Obergfell A, Eto K, Mocsai A, Buensuceso C, Moores SL, Brugge JS, Lowell CA, Shattil SJ - J. Cell Biol. (2002)

Bottom Line: Platelet adhesion to fibrinogen caused a rapid increase in alphaIIbbeta3-associated Src activity, and active Src localized to filopodia and cell edges.Csk, which negatively regulates Src by phosphorylating Tyr-529, was also constitutively associated with alphaIIbbeta3.In contrast to the behavior of Src and Csk, Syk was associated with alphaIIbbeta3 only after fibrinogen binding.

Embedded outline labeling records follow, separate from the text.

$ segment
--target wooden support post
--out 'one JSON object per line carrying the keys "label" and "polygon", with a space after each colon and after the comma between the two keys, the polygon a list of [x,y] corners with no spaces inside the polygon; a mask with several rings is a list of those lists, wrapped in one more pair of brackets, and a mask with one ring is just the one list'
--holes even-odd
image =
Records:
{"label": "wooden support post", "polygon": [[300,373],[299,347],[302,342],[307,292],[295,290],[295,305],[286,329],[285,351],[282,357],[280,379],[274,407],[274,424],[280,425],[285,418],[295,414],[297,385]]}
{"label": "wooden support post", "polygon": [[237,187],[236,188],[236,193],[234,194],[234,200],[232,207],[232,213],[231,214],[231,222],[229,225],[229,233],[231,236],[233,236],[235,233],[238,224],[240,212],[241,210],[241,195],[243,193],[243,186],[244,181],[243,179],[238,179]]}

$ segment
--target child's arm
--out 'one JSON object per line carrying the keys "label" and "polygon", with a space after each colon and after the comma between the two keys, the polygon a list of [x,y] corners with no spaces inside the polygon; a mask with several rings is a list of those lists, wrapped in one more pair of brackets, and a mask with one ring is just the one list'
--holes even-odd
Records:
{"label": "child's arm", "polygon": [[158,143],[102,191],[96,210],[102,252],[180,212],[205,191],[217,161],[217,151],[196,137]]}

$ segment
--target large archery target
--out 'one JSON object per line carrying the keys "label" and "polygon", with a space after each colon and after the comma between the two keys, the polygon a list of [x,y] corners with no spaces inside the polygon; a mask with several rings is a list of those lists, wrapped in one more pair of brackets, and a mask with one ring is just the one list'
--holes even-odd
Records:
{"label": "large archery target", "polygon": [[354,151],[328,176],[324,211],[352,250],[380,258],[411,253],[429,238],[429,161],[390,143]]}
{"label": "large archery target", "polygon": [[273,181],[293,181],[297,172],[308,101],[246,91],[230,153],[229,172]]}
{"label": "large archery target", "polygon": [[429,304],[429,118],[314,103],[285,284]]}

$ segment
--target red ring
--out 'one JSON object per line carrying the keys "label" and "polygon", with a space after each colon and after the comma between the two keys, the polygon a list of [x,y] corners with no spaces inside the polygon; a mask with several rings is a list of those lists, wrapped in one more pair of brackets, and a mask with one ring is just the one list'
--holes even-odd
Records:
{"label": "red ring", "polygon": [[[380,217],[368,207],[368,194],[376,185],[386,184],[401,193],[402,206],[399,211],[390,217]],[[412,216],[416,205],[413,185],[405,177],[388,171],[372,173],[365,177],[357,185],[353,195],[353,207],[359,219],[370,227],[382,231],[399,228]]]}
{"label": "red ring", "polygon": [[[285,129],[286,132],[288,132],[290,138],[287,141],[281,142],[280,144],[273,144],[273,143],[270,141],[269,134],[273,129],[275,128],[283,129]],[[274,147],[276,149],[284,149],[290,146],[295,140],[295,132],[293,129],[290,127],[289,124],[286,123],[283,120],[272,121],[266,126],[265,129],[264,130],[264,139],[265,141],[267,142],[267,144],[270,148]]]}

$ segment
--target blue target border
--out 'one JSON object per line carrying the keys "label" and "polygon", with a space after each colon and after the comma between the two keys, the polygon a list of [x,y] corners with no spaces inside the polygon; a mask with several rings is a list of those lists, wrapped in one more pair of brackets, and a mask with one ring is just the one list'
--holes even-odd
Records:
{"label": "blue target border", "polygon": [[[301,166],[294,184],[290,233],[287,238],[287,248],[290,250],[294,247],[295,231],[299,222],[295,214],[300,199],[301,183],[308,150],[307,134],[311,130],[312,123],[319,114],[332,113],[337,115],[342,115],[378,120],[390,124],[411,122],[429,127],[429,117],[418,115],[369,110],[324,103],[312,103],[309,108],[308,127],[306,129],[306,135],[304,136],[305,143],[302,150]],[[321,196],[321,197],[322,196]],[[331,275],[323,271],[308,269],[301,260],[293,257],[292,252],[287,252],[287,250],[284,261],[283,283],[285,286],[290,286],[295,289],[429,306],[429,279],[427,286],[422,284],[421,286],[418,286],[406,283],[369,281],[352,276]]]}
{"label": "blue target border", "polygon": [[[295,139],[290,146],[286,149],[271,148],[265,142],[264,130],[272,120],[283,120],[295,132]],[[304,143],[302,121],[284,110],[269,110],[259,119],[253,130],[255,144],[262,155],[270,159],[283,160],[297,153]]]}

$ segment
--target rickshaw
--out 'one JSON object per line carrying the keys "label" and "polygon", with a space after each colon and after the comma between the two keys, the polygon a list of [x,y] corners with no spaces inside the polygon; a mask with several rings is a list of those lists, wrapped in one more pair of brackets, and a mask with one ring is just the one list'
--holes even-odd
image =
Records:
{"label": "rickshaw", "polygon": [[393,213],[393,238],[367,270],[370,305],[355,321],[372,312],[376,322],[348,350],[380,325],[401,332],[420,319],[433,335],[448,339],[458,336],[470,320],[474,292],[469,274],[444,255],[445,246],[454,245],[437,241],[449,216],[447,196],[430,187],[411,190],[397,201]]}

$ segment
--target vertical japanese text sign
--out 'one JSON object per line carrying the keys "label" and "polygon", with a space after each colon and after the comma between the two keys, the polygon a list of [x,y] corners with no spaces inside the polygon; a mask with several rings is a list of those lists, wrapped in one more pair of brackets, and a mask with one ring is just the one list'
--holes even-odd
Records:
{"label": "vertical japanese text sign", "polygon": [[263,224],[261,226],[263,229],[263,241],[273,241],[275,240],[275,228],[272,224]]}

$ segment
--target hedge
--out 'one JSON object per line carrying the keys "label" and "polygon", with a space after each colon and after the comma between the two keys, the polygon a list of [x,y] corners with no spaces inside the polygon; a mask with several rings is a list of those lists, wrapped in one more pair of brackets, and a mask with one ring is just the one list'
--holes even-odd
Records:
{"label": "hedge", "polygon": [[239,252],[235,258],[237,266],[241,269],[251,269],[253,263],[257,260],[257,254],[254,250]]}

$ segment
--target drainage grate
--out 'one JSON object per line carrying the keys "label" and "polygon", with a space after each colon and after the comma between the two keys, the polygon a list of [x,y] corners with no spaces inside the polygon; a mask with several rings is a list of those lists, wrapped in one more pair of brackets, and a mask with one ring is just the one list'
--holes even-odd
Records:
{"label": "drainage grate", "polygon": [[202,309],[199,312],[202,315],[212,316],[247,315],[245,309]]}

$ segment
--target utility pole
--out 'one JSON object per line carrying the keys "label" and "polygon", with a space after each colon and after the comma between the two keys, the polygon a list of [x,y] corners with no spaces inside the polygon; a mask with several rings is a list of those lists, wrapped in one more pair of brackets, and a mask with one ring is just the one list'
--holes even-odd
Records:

View Article: PubMed Central - PubMed

Affiliation: Division of Vascular Biology, Department of Cell Biology, The Scripps Research Institute, La Jolla, CA 92037, USA.

ABSTRACT
Integrins regulate cell adhesion and motility through tyrosine kinases, but initiation of this process is poorly understood. We find here that Src associates constitutively with integrin alphaIIbbeta3 in platelets. Platelet adhesion to fibrinogen caused a rapid increase in alphaIIbbeta3-associated Src activity, and active Src localized to filopodia and cell edges. Csk, which negatively regulates Src by phosphorylating Tyr-529, was also constitutively associated with alphaIIbbeta3. However, fibrinogen binding caused Csk to dissociate from alphaIIbbeta3, concomitant with dephosphorylation of Src Tyr-529 and phosphorylation of Src activation loop Tyr-418. In contrast to the behavior of Src and Csk, Syk was associated with alphaIIbbeta3 only after fibrinogen binding. Platelets multiply deficient in Src, Hck, Fgr, and Lyn, or normal platelets treated with Src kinase inhibitors failed to spread on fibrinogen. Inhibition of Src kinases blocked Syk activation and inhibited phosphorylation of Syk substrates (Vav1, Vav3, SLP-76) implicated in cytoskeletal regulation. Syk-deficient platelets exhibited Src activation upon adhesion to fibrinogen, but no spreading or phosphorylation of Vav1, Vav3, and SLP-76. These studies establish that platelet spreading on fibrinogen requires sequential activation of Src and Syk in proximity to alphaIIbbeta3, thus providing a paradigm for initiation of integrin signaling to the actin cytoskeleton.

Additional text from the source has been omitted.